- Cast: Richa Chadha and Pratik Gandhi. Ashutosh Rana and Jatin Goswami. Raghuvir Yadav. Sharib Hashmi. Shashank Arora. Mani. Ensemble.
- Creator: Tigmanshu Dhulia.
- Director: Tigmanshu Dhulia.
- Streaming On: Disney+ Hotstar.
- Language: English with subtitles
- Running Time: 9 Episodes, Each Around 45 Minutes.
What’s it About?
Vicky Rai (Jatin), a hugely influential man, has made many enemies along his journey. His plan goes sour and he is sentenced to three years in prison. He returns to the prison and throws a party, but he is still the same monster. His enemies demand justice, and he is killed. The police (Richa), and the CBI (Pratik), get involved, and they set out together to solve The Great Indian Murder Mystery.
The Great Indian Murder was adapted by Tigmanshu, Vijay Maurya, and Puneet Sharma. It is based upon Vikas Swarup’s book Six Suspects. My analysis is based solely on Hotstar’s version of the book. The genre of Whodunnit is very delicate. It must hook its viewers by providing enough content to keep them interested and not spoil the big reveal.
The Great Indian Murder is a compelling story even on paper. This victim is not someone that people will feel any sympathy for. He is a victim of law-related crime and deserves justice. In a world where politicians can cash even the death of their loved ones, is this a black and white scenario? It is not. Dhulia, along with his team of writers who translate the book, play in the greys. Their characters are spread like chess pieces. Who is unpredictable and who double-crosses? Although it is a complex puzzle, the pieces all lead to the same thing: doom.
While the show is about murder, it doesn’t just focus on that crime. The show tells the story of the suspects. The book is not about finding the murderer, but rather, what unusual circumstances led to these individuals being suspects. Munna (Shashank), a boy, wants a better future with his girlfriend. His sister Champi is a person who puts others first.
An Eketi tribal is on the hunt for his idol, which he has stolen from Andaman. This is the best part. Eketi is my favorite character. He suffers for things he didn’t do in the first instance. We can see his culture through his eyes. Extreme belief in or superstition about an idol that appears to be a God. His pain is the most severe. His character is three-dimensional and I would love to see an Eketi movie.
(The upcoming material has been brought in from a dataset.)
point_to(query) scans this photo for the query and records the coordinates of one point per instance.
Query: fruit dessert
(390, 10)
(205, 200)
Tigmanshu Diulia, director, has a style. Even if he experimentes and departs from his core (which, fortunately, he does here), his signature will remain. His use of glamour and commentary about society and the film industry is still his trademark.
Dhulia also incorporates politics, greed, and power dynamics. A father literally proceeds to monetise the son’s passing, and it all hits us.
Mani and Shashank are the stars of The Great Indian Murder. They both come in to play the most emotionally charged parts of the story and add their own flavor to it. Mani plays Eketi with honesty, confusion, and humor. Although he doesn’t speak much, his eyes and gestures are enough to convey the message. Even when he’s not the most prepared, Arora can still play these characters. One big revelation about him could have been made more sensitively.
Jatin Goswami portrays Vicky with all his hate. You hate him right from the beginning. He kicks and beats people. He does a great job. Ashutosh Rana’s experience elevates his story, and everything fits together well.
Richa and Pratik, as I said, deserved deeper and more complex parts. They are able to do justice to the things they have been given. But that is not enough. They can do complex tasks with ease.
Raghuvir Yadav, an actor from India, has never had one bad performance on his resume. He continues this streak.
What Doesn’t Work
Although the show’s focus is on the suspects, it is a good thing. However, this is where the story falters. The suspects are the main focus of the show, but the rest is a single tone. Richa Chadha’s cops and Pratik Gandhi’s police officers are characters that could have their own worlds and be meatier, but it doesn’t.
This clearly separates the show into two parts. Strong flashbacks are accompanied by a half-baked present. A better-designed blue print would have made a big difference.
The Great Indian Murder’s music doesn’t do much to enhance the experience. Cinematography is also a standard.
Tigmanshu Daulia is not afraid to step outside his comfort zone in order to create the show. However, some notes can be thrown off. While it’s not a terrible show, it’s a good watch. It could be more entertaining if there were more things to do.